Inflorescence seen through the eyes of Kai Hermann:
The sky is grey, a thunderstorm is looming on the horizon, there is a threatening atmosphere. A limited landscape – probably a private garden – forms the entire cinematic scene. In the centre is a rose bush. Delicate, light pink and whitish flowers. Almost innocent. They are swaying in the wind, sometimes wildly, sometimes more gently – depending on the wind’s strength. The only sound is excerpts from “Don’t Dream It’s Over” by Crowded House, in particular parts of the chorus on repeat, layered in a slow-mo effect as the scene continues.
Throughout the full eight minutes of Inflorescence, director Nicolaas Schmidt takes us to different places in a single scene. The viewer might catch themselves waiting for a twist or a change of location. Perhaps we will see the roses explode into pieces or simply leave the image. Perhaps a bolt of lightning will strike and the flowers will vanish completely. The possibilities are countless. In the end, it is a slightly nerve-wracking observation of a protagonist fighting against all the odds. Good against evil, David against Goliath, a tiny rose against the big storm.
This dramaturgy is strongly supported by the choice of soundtrack. Throughout the years, “Don’t Dream It’s Over” has cemented its place as an indie pop anthem of hope, love and, most importantly, resistance. A musical ode to never giving up on yourself. When things get tough, fight the storm and keep pushing on.
Most parts of the frame are filled with grey and earthy tones. The dark roof of a small house, the gloomy bushes, those strong trees and, of course, the aggressive sky. The only colourful and bright element is the family of roses.
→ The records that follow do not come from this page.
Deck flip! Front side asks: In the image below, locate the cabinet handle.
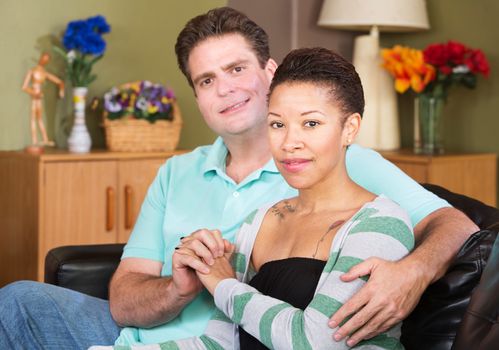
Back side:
[106,187,116,231]
[125,185,133,230]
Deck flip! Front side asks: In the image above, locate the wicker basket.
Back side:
[104,102,182,152]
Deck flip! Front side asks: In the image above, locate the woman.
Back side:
[92,48,414,349]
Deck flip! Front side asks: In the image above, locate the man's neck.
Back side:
[224,136,271,183]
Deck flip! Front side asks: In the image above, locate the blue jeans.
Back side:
[0,281,120,350]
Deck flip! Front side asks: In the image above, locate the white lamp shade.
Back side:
[318,0,430,32]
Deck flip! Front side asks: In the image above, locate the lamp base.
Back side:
[353,31,400,150]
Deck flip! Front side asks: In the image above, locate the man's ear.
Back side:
[265,58,277,80]
[343,113,362,146]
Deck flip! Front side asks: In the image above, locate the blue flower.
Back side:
[54,15,111,87]
[87,15,111,34]
[63,15,111,56]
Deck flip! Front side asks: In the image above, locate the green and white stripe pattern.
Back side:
[92,196,414,350]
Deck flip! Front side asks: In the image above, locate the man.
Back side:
[0,8,477,348]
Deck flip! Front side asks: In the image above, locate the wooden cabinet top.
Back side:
[0,148,189,162]
[379,149,497,164]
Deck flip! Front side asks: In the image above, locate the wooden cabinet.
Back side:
[380,150,497,207]
[0,150,182,286]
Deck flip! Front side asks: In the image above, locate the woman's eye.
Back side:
[303,120,319,128]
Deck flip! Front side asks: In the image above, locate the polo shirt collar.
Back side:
[203,137,279,185]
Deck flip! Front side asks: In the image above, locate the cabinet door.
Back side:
[118,158,165,243]
[39,161,119,266]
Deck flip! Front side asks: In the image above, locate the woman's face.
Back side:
[268,82,360,189]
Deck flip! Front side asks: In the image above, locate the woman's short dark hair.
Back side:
[175,7,270,87]
[269,47,364,116]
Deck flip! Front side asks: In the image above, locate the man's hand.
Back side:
[329,258,430,346]
[197,245,236,295]
[172,229,231,296]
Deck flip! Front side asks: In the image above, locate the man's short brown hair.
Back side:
[175,7,270,87]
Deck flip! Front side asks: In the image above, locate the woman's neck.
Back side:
[295,169,375,215]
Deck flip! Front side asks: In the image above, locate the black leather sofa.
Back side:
[45,184,499,350]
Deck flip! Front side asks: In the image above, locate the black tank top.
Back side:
[239,258,326,350]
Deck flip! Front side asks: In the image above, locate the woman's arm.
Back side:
[207,199,414,349]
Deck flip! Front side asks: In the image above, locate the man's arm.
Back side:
[109,229,228,328]
[109,258,201,328]
[330,208,478,346]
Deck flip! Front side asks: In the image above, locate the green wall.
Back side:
[0,0,226,150]
[381,0,499,154]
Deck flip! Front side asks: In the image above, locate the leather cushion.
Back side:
[45,244,124,299]
[401,230,497,350]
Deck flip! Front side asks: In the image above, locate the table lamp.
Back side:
[318,0,430,150]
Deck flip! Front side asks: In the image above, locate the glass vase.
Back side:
[414,94,445,155]
[68,87,92,153]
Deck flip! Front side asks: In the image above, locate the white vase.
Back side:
[68,87,92,153]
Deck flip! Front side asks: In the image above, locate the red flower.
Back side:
[423,44,449,67]
[464,50,490,78]
[447,41,470,66]
[438,66,452,75]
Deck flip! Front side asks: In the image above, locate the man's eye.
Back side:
[303,120,320,128]
[199,78,212,86]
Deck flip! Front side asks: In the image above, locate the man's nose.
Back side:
[217,77,234,96]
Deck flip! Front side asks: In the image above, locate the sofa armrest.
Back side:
[45,244,124,299]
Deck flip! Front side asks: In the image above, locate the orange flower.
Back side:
[381,45,436,93]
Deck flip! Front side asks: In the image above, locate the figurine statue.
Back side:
[22,53,64,148]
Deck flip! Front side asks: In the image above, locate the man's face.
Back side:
[188,34,276,137]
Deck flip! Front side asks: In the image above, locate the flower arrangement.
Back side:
[104,80,175,123]
[381,41,490,99]
[54,15,111,87]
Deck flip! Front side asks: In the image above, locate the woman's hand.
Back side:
[196,241,236,295]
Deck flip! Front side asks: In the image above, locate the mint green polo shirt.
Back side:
[116,138,449,345]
A symbol of otherness in a monotonous, dark world?
The roses perhaps portray the outcasts, the rebels. Those who are not willing to give up without a fight. Those who are aware that this fight, this storm, will not last forever. The winds will calm down, the clouds will vanish, the sky will turn blue and the sun will shine again. Until then, there is nothing more left to do other than hope. And, as much as the roses may look delicate and fragile, their inflorescence is a force of power, covered with thorns that are ready to protect the blossoms. A shield that the strongest storm will not destroy.
The beauty of Inflorescence lies in its multiple possibilities of interpretation. Each viewer will create their own story, whether political, metaphorical or simply personal. Nicolaas Schmidt serves us a visually tender film, filled with nostalgic vibes and a feeling of hope. Even the smallest, loneliest individual is strong enough to resist it all.
Kai Hermann is responsible for the press coordination and social media channels of Berlinale Shorts.